The Pavelskis have always been keen on expanding their operation. As such, Dave Knights—whose family has been farming in the Midwest since the 1860s—was brought on as a partner in 1990, and the company’s name was officially changed from A.M. Pavelski & Sons to Heartland Farms.

Today, Heartland Farms encompasses some 24,000 irrigated acres spread across four Wisconsin counties. Potatoes are the heart and soul of the operation, with about 8,500 acres of Heartland land dedicated to the crop annually. Though the farm is of a size that makes it difficult to ignore, all of the company’s farm acreage is within 100 miles of it headquarters.

“We try to stick to our core competency, and that’s potatoes,” says Jeremie Pavelski. “We rent out most of the rest of our land for rotational crops.”

Heartland employees are encouraged to seek out the newest and most innovative products and practices. In 2016, Heartland Farms completed construction on a 30,000-square-foot facility dubbed the farm operations, technology and training center.
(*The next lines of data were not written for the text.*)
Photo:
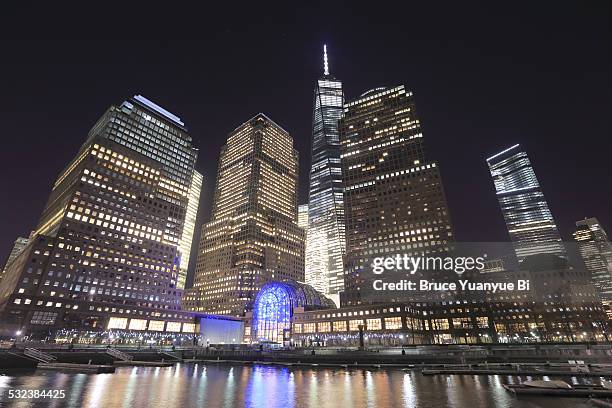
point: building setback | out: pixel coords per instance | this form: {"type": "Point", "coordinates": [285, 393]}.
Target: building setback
{"type": "Point", "coordinates": [393, 195]}
{"type": "Point", "coordinates": [530, 223]}
{"type": "Point", "coordinates": [149, 129]}
{"type": "Point", "coordinates": [103, 256]}
{"type": "Point", "coordinates": [326, 241]}
{"type": "Point", "coordinates": [18, 246]}
{"type": "Point", "coordinates": [303, 217]}
{"type": "Point", "coordinates": [253, 236]}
The facility houses Heartland’s teams and provides a home for collaboration and technology training, further enabling the farm to remain on the leading edge of agricultural technology.

“It’s taken us a long time to get to where we are,” says Jeremie. “We’re very fortunate to have very productive ground here, and we don’t take that lightly.”

A young Richard Pavelski—current CEO of Heartland Farms—and his parents work harvest on the original farm in Amherst Junction, Wis.